Wang Qishan (center), a member of the Standing Committee of the Political Bureau of the Communist Party of China (CPC) Central Committee and secretary of the CPC Central Commission for Discipline Inspection, addresses a conference on the work of central-level Party inspection in Beijing, China, Feb 11, 2015. [Xinhua] |
China's powerful Central Commission for Discipline Inspection pledged on Wednesday to direct the country's anti-graft campaign toward China's large State-owned enterprises.
The first round of the effort will cover 26 large SOEs, including some of the nation's largest and most high-profile energy corporations, said Wang Qishan, chief of the CCDI.

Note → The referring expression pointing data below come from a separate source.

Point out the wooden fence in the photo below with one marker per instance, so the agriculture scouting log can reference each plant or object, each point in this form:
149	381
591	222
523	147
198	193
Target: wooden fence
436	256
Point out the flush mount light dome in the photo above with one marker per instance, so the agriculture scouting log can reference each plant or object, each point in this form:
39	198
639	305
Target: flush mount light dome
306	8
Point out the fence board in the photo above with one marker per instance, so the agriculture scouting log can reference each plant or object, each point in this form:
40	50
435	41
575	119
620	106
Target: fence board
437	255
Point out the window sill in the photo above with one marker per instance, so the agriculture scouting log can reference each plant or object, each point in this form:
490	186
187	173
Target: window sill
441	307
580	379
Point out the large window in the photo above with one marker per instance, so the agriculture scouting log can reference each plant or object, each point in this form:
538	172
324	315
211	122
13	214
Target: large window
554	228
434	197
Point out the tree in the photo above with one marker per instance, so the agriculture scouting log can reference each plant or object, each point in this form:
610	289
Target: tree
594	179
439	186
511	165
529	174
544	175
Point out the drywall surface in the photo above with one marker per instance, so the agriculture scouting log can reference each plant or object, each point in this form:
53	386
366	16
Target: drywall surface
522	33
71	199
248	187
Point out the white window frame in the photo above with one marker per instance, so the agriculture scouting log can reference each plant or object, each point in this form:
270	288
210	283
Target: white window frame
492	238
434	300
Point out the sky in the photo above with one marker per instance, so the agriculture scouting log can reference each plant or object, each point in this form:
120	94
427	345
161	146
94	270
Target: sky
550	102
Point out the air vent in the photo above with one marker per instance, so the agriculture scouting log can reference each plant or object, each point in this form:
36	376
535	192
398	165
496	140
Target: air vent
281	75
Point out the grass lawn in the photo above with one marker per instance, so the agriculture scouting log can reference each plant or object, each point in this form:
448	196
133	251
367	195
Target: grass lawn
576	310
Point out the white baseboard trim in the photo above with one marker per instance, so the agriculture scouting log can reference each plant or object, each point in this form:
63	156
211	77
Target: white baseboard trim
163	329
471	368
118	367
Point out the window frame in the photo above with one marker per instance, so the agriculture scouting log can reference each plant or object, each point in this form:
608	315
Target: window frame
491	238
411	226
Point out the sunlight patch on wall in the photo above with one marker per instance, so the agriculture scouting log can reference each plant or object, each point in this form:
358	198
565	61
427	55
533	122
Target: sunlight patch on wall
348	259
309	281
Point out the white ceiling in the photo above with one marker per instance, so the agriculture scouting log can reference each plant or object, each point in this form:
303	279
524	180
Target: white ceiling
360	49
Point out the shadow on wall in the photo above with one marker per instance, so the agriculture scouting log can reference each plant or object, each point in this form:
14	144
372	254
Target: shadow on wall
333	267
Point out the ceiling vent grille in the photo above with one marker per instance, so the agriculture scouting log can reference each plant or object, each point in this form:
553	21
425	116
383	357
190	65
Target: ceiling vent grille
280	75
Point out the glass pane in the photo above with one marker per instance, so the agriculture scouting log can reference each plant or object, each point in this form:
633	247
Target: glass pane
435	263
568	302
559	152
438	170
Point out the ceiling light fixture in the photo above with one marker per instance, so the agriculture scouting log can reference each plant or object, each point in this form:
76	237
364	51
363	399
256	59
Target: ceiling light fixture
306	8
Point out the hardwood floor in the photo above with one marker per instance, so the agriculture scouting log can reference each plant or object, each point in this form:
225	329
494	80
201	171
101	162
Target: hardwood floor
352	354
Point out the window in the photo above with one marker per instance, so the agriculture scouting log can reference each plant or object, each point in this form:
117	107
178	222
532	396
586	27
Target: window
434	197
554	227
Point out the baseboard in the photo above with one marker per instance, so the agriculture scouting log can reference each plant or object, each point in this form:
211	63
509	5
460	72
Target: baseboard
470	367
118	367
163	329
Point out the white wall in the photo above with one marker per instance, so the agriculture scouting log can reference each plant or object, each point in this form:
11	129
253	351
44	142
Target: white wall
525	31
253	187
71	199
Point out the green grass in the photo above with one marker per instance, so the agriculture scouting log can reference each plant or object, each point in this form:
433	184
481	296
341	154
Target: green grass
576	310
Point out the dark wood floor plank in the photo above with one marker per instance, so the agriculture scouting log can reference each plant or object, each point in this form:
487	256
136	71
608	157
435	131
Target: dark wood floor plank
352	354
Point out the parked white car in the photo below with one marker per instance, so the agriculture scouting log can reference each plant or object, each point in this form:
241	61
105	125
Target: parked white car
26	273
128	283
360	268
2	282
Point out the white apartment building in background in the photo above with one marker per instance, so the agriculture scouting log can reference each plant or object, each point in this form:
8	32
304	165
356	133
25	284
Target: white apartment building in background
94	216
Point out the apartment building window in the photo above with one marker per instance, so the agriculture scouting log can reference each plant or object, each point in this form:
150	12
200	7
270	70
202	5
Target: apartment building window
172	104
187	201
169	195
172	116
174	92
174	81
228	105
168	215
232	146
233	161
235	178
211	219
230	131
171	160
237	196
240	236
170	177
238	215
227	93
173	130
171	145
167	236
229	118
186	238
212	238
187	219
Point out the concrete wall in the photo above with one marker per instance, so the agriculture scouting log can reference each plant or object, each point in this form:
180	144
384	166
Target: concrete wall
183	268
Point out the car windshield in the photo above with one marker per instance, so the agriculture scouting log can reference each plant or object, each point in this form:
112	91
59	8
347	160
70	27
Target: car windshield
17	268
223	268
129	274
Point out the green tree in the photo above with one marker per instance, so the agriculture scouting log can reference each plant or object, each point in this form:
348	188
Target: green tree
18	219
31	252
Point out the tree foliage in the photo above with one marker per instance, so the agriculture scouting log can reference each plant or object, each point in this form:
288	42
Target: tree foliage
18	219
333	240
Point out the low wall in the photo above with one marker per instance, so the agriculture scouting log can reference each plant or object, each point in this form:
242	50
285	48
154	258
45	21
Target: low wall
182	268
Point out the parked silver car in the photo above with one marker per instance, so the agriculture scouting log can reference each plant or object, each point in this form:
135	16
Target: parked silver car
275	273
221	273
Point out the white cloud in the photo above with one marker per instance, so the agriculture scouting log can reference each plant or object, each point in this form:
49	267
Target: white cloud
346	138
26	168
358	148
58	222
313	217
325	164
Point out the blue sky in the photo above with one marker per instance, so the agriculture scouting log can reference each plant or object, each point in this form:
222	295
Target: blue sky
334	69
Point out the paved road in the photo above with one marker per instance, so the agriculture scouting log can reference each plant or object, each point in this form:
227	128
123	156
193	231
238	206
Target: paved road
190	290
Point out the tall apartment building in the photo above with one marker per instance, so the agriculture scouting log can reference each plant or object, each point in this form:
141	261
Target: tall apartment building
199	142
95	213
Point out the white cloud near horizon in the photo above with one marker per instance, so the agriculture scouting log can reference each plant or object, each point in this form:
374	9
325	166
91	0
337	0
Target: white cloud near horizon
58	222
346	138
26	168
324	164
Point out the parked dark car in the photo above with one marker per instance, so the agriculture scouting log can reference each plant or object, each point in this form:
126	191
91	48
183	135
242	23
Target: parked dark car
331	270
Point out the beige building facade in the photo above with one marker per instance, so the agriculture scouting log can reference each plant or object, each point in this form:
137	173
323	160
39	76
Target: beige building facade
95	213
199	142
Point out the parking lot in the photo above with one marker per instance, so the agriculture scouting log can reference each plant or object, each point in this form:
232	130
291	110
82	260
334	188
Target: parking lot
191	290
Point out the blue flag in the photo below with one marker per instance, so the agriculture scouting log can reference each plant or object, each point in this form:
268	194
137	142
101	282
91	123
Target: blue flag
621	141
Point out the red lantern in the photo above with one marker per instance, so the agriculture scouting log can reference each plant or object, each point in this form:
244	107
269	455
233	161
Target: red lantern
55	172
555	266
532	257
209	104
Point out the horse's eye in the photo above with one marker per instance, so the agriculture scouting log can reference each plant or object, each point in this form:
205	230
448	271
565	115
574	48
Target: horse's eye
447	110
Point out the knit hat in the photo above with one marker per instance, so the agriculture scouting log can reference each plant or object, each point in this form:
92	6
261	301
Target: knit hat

They include China National Petroleum Corp, China National Offshore Oil Corp, China Huaneng Group, State Grid Corp of China, China Power Investment Corp and China Mobile Communications Corp, Wang said.

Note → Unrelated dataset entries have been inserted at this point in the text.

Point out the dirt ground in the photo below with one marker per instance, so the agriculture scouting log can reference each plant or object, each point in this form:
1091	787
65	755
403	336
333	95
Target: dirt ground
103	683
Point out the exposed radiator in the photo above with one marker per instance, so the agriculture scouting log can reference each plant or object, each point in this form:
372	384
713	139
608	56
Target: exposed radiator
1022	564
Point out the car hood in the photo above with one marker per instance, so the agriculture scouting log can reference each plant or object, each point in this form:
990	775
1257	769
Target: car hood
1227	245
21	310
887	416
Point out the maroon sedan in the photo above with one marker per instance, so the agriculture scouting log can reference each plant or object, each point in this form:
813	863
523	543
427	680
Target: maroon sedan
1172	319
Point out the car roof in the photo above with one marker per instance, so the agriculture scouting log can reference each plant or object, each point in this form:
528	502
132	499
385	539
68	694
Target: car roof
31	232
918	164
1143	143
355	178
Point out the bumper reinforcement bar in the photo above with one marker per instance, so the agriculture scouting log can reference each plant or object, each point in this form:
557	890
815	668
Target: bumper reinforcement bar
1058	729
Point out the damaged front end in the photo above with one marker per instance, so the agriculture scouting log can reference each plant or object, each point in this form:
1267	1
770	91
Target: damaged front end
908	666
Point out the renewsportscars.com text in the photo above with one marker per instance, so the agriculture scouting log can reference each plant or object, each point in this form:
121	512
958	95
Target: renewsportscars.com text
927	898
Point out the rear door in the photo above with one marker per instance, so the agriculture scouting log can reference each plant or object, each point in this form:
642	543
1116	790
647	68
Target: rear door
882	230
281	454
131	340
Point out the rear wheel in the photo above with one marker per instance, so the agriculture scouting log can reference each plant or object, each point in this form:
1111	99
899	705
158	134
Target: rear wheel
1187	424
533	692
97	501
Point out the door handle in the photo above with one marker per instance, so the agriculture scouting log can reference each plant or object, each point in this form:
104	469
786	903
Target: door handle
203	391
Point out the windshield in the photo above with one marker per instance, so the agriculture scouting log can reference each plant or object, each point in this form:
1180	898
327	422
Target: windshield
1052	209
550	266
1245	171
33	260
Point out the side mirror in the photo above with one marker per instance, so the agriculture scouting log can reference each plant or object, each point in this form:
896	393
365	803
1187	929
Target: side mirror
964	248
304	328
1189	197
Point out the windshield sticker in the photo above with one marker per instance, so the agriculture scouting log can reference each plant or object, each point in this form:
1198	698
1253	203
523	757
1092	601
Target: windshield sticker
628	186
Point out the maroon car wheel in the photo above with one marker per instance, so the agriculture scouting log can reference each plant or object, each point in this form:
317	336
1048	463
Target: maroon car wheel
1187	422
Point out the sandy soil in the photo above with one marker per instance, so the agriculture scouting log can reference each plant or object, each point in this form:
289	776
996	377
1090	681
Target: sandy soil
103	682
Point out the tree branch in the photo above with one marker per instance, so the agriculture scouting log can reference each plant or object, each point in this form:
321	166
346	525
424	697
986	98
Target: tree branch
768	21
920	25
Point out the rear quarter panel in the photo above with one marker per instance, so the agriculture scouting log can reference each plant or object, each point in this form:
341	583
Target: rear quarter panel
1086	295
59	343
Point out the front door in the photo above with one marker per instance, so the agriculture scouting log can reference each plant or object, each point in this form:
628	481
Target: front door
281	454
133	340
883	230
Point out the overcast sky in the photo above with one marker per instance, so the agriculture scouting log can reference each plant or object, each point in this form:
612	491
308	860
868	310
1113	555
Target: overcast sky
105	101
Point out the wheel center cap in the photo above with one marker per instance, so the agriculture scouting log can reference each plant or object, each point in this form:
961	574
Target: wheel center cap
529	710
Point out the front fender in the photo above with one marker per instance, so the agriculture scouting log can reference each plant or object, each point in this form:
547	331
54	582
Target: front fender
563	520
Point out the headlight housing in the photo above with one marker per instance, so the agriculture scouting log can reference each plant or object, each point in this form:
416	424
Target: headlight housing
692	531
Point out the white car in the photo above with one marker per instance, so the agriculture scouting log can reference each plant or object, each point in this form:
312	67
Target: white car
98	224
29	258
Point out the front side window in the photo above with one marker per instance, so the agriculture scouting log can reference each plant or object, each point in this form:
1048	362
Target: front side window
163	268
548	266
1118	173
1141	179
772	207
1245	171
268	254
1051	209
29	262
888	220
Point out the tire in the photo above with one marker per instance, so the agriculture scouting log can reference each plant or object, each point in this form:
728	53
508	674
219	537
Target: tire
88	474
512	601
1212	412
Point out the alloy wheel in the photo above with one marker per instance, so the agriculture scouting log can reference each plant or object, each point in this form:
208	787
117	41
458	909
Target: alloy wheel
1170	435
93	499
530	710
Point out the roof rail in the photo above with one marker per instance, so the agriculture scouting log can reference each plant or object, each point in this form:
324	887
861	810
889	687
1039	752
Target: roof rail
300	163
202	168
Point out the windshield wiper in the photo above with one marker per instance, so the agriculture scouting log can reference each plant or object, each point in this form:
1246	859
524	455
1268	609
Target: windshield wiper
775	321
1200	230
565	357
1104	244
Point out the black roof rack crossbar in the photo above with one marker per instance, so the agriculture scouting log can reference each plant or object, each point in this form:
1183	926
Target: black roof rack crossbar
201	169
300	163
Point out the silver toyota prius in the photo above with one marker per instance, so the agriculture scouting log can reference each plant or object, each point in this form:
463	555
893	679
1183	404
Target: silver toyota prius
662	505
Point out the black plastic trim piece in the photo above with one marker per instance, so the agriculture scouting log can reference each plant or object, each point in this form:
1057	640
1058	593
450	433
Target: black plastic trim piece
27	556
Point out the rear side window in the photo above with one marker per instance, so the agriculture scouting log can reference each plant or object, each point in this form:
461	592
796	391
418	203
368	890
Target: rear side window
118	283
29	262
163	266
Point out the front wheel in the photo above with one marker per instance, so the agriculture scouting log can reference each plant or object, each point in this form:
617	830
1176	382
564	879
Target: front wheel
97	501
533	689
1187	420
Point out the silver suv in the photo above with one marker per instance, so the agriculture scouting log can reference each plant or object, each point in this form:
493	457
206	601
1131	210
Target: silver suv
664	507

Teams of disciplinary inspectors will be dispatched to those companies after the Chinese New Year holiday on Feb 24, according to CCDI.
In a conference on Wednesday, Wang also said that judging from clues from the CCDI's previous investigations, SOEs suffer from common problems in their corruption control system, including buying and selling positions, embezzlement from dealing in materials and resources, rule bending in project bidding and factionalism and nepotism.
Worse still, Wang said, some SOE executives ignored the central government and failed to mend their ways in the anti-graft campaign for the last two years.